# Math Help - Functions

1. ## Functions

Determine which of the following functions $f_i: \mathbb{R} \to \mathbb{R}$ are injective, surjective, and bijective. If they are bijections write down their inverses.

(i) $f_{1}(x) = x-1$ is a bijection (inverse function is $y = x+1$)

(ii) $f_{2}(x) = x^3$ is a bijection (inverse is $y = \sqrt [3]{x}$)

(iii) $f_{3}(x) = x^{3}-x$ is not injective, but is surjective.

(iv) $f_{4}(x) = x^{3}-3x^{2}+3x-1$ is not bijective.

(v) $f_{5}(x) = e^{x}$ is bijective (inverse is $y = \ln x$)

(vi) $f_{6}(x) = \begin{cases} x^{2}\ \text{if}\ x \geq 0 \\ -x^{2}\ \text{if}\ x \leq 0 \end{cases}$ is bijective (inverse is same conditions with function as $\sqrt{x}$ and $-\sqrt{x}$)

Thanks

2. Originally Posted by shilz222
Determine which of the following functions ${\color{red} f_i: \mathbb{R} \to \mathbb{R}}$ are injective, surjective, and bijective.
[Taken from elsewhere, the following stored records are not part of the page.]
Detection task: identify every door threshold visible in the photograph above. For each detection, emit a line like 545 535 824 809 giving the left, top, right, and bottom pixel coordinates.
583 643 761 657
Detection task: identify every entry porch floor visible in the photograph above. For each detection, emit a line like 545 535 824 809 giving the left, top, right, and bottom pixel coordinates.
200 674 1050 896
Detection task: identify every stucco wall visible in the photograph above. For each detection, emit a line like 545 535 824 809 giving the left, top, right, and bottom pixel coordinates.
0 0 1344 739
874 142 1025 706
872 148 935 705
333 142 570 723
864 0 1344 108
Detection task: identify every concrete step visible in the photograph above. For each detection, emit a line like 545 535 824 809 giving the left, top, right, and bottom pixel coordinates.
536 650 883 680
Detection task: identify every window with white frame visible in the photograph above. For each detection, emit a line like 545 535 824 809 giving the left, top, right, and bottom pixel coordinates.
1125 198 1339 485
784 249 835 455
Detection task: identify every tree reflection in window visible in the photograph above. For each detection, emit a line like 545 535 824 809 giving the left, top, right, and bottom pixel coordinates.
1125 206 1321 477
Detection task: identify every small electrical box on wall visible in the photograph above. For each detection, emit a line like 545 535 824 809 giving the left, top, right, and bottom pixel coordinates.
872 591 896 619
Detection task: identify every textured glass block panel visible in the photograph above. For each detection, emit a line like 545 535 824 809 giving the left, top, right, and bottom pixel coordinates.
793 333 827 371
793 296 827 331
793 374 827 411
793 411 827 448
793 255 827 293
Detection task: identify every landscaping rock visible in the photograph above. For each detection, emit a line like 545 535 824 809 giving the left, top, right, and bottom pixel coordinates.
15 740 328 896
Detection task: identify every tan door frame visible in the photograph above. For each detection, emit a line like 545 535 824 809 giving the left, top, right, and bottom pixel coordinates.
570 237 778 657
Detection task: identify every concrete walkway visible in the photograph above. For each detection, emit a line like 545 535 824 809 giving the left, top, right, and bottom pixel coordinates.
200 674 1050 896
If they are bijections write down their inverses.
(v) $f_{5}(x) = e^{x}$ is bijective (inverse is $y = \ln x$)
You do know that $e^x > 0$? Can that be onto?

3. arrgh, idiot I am. It would have an inverse if it was defined on $R \to R^{+}$ right?

4. are the others correct?

5. Originally Posted by shilz222
Determine which of the following functions $f_i: \mathbb{R} \to \mathbb{R}$ are injective, surjective, and bijective. If they are bijections write down their inverses.
(iv) $f_{4}(x) = x^{3}-3x^{2}+3x-1$ is not bijective.
Ignoring any polynomial math that you ought to recognize, have you looked at the graph of this function? It looks to me like it has an inverse...

-Dan

6. Originally Posted by shilz222
arrgh, idiot I am. It would have an inverse if it was defined on $R \to R^{+}$ right?
Yes!

7. How would you find its inverse?

8. Originally Posted by shilz222
How would you find its inverse?
You did above: $y=\ln (x)$.

9. the one Topsquark was talking about (the graph). Can you find the inverse easily?

10. Originally Posted by shilz222
the one Topsquark was talking about (the graph). Can you find the inverse easily?
Cannot be done easily.

11. Originally Posted by Plato
Cannot be done easily.
I beg to differ.

$f(x) = x^3 - 3x^2 + 3x - 1 = (x - 1)^3$

So the inverse function is
$f^{-1}(x) = \sqrt[3]{x} + 1$

There are no great difficulties here.

-Dan

12. I really missed that one.
I had in mind a general qubic that is one-to-one.